The software used to measure polyps during capsule colonoscopy had a 40% error range when tested on balls of known size, the researchers said. Therefore, there is a strict location-matching rule within the colon, but a liberal size rule that only required measurements to fall within 50% of one another to be considered a match. “Any set of matching rules for polyps detected by the capsule and colonoscopy might operate to increase or decrease the calculated sensitivity of the capsule incorrectly,” they added. Also, the adenoma detection rate for conventional colonoscopy was only 39%, and some polyps that were clearly seen on capsule were not visualized on regular colonoscopy. “In these cases, a polyp that should be a true positive for the capsule was counted as false,” they added. “Both colonoscopy and capsule are inferior for localization, compared with CT colonography. Inaccurate localization by one or both tests in this study could have reduced the sensitivity of the capsule.”

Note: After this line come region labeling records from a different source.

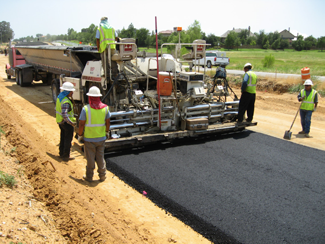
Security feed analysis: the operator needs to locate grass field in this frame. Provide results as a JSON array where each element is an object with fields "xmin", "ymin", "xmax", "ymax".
[
  {"xmin": 223, "ymin": 49, "xmax": 325, "ymax": 76},
  {"xmin": 140, "ymin": 48, "xmax": 325, "ymax": 76}
]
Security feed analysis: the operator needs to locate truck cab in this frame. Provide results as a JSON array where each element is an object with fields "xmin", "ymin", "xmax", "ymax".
[{"xmin": 193, "ymin": 51, "xmax": 230, "ymax": 68}]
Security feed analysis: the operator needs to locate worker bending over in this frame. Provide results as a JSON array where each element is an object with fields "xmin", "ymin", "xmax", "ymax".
[
  {"xmin": 78, "ymin": 86, "xmax": 111, "ymax": 182},
  {"xmin": 56, "ymin": 82, "xmax": 76, "ymax": 161},
  {"xmin": 298, "ymin": 79, "xmax": 318, "ymax": 138},
  {"xmin": 238, "ymin": 63, "xmax": 257, "ymax": 125}
]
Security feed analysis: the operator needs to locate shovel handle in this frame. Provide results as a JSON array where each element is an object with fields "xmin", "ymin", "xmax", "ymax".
[{"xmin": 289, "ymin": 103, "xmax": 302, "ymax": 132}]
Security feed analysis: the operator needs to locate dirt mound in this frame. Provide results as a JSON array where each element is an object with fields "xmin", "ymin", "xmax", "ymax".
[{"xmin": 228, "ymin": 75, "xmax": 293, "ymax": 94}]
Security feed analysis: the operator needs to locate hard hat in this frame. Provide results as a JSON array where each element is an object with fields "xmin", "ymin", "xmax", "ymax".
[
  {"xmin": 60, "ymin": 81, "xmax": 76, "ymax": 91},
  {"xmin": 86, "ymin": 86, "xmax": 102, "ymax": 97},
  {"xmin": 304, "ymin": 79, "xmax": 313, "ymax": 86},
  {"xmin": 244, "ymin": 63, "xmax": 252, "ymax": 68}
]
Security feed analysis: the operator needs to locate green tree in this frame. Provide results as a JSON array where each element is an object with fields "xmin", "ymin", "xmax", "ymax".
[
  {"xmin": 237, "ymin": 29, "xmax": 249, "ymax": 45},
  {"xmin": 263, "ymin": 38, "xmax": 270, "ymax": 49},
  {"xmin": 118, "ymin": 23, "xmax": 137, "ymax": 38},
  {"xmin": 136, "ymin": 28, "xmax": 149, "ymax": 47},
  {"xmin": 225, "ymin": 31, "xmax": 237, "ymax": 50},
  {"xmin": 186, "ymin": 20, "xmax": 203, "ymax": 42},
  {"xmin": 262, "ymin": 54, "xmax": 275, "ymax": 68},
  {"xmin": 292, "ymin": 35, "xmax": 305, "ymax": 51},
  {"xmin": 255, "ymin": 30, "xmax": 266, "ymax": 46},
  {"xmin": 235, "ymin": 37, "xmax": 241, "ymax": 51},
  {"xmin": 305, "ymin": 36, "xmax": 317, "ymax": 47},
  {"xmin": 202, "ymin": 33, "xmax": 220, "ymax": 47},
  {"xmin": 267, "ymin": 31, "xmax": 280, "ymax": 46},
  {"xmin": 317, "ymin": 36, "xmax": 325, "ymax": 51},
  {"xmin": 279, "ymin": 39, "xmax": 290, "ymax": 50},
  {"xmin": 0, "ymin": 21, "xmax": 14, "ymax": 42},
  {"xmin": 271, "ymin": 39, "xmax": 281, "ymax": 50}
]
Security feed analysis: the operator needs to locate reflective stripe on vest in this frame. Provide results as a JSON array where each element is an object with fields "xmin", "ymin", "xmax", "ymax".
[
  {"xmin": 98, "ymin": 25, "xmax": 115, "ymax": 53},
  {"xmin": 56, "ymin": 97, "xmax": 76, "ymax": 123},
  {"xmin": 84, "ymin": 104, "xmax": 108, "ymax": 138},
  {"xmin": 300, "ymin": 89, "xmax": 317, "ymax": 110},
  {"xmin": 246, "ymin": 71, "xmax": 257, "ymax": 93}
]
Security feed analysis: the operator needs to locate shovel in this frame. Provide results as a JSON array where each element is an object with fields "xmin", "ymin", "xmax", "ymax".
[{"xmin": 283, "ymin": 103, "xmax": 302, "ymax": 140}]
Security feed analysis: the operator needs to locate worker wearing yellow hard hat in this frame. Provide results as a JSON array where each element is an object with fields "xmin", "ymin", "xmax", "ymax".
[
  {"xmin": 298, "ymin": 79, "xmax": 318, "ymax": 138},
  {"xmin": 56, "ymin": 82, "xmax": 76, "ymax": 161},
  {"xmin": 237, "ymin": 63, "xmax": 257, "ymax": 125}
]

The investigators also had to exclude 77 patients because of inadequate cleansing and short transit times related to using sodium phosphate as a boost, they noted. The Food and Drug Administration label for the capsule is expected to reflect those limitations, they added.

Given Imaging funded the study and paid consulting or other fees to Dr. Rex and six coauthors. The other authors reported having no relevant conflicts of interest.